In one of the videos at the museum showing Goldsworthy's latest project in the region, "Refuge d'Art," reconstructing centuries old stone chapels and farm houses for hikers to use as overnight abodes, he says he has been drawn to the region by its strong sense of geological movement.  The flow of rivers along with rock and stone are central to his vision. "Roads take you through places, rivers lead you in," he explained.  He tries to find the river in the stones he works with, their line of energy.  In each of the handful of refuges that he has so far rebuilt, he includes a work of art inside.  The refuges are scattered over a one hundred mile loop on old paths through the mountainous terrain.  They are spaced so that one can hike the route in ten days with an overnight repose at his places without charge.  They are kept locked, but a key is provided to them at the Gassandi Museum.

Another one of the many great treasures of France that Goldsworthy most certainly has spent time at  is just thirty miles south of Digne--the Grand Canyon du Verdon.  It is more of a gash than a canyon, but there is no denying its grandness.


A road hugs the cliffside all around it.  I took the southerly route, climbing 2,400 feet from the road that crosses the Verdon River at its mouth overlooking a vast dam-created turquoise lake.  The road continues for twenty-five miles on each side.  


The canyon is so narrow in spots one can watch the traffic chugging along and stopping at the various vantage points seemingly not much more than an arm's length away.  After the initial long climb of over ten miles the road descends and then climbs again for a couple of miles and then repeats the process one last time.  There was more climbing on this stretch than my long day in the Alps over the Col de Croix Haute, but the views more than compensated for the strain.

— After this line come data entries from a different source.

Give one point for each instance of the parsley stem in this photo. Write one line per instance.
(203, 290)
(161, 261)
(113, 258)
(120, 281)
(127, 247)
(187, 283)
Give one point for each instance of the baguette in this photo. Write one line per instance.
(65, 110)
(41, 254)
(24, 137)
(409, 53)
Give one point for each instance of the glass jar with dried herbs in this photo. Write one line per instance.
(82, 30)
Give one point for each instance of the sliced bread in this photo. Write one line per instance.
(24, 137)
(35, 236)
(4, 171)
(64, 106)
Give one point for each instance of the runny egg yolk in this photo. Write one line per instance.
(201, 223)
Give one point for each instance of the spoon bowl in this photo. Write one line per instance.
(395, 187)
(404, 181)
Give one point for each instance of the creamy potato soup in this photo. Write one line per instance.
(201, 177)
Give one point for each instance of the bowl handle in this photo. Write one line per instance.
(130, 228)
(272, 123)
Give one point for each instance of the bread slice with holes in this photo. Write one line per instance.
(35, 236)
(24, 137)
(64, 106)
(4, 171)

I'd had another perfect campsite the night before on a plateau preceding the canyon.  The canyon was surrounded by so many private campsites, a sign forbade wild camping.  I always take such signs to imply that one is welcome to wild camp elsewhere. 

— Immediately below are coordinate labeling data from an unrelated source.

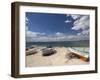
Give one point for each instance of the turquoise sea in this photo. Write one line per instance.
(83, 43)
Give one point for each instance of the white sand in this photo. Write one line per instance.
(56, 59)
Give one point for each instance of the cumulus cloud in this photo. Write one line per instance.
(81, 22)
(68, 21)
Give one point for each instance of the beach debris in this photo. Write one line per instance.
(31, 51)
(72, 55)
(48, 51)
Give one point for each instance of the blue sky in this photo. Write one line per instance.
(56, 27)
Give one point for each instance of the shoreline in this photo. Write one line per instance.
(57, 59)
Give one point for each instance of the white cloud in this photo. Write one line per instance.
(74, 16)
(82, 23)
(67, 21)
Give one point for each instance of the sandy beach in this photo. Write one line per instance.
(57, 59)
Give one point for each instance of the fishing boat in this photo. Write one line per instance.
(82, 53)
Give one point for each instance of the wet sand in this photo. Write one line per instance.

I found a little nook for my tent beyond a pasture of lavender.


The neat rows of lavender stretched for miles to the south.


And to the north were the snow dappled Alps.

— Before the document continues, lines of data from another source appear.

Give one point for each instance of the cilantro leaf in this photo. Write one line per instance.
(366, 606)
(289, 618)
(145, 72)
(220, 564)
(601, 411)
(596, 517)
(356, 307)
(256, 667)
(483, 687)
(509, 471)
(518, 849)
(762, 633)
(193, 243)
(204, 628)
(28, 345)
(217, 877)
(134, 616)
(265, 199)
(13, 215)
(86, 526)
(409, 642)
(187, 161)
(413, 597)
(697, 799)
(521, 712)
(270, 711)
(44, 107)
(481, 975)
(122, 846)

There is an unimaginable amount of pristine landscape all over France. Beyond the canyon on the road south was a roguh wilderness and home to a military base with signs  forbidding leaving the road. I am regularly asked to recommend a place to cycle in France.  It is all splendid, but I was continually marveling ever since I left Grenoble that the views and the cycling over this couple hundred mile stretch were as good as any. 

I had a fabulous campsite too just before Digne.  I ducked into a large field of recently cut wheat knowing I could disappear into any of the trees surrounding it.


I settled upon a sandy embankment in a dried up riverbed.


Unlike the Philippines where I had to worry every day about finding a place to sleep, in France I look forward every night to another delux, four-star campsite.  It is truly a cyclist's paradise.  















1 comment:

Dud said...

G'Day George,

Our paths have converged again - we were in the area last Autumn.

In addition to well tolerated free camping France offers free roadside food. Most amenable in autumn as grapes, walnuts, chestnuts (avoid the horse chestnut), figs, persimmons, cherimoya etc.

The spring roadside offering is edible green weeds. Nutritious but not the bulk carbohydrate a cyclist needs. Some spring mushrooms are edible raw and some kill.

Watch for and be guided by experienced local roadside foragers?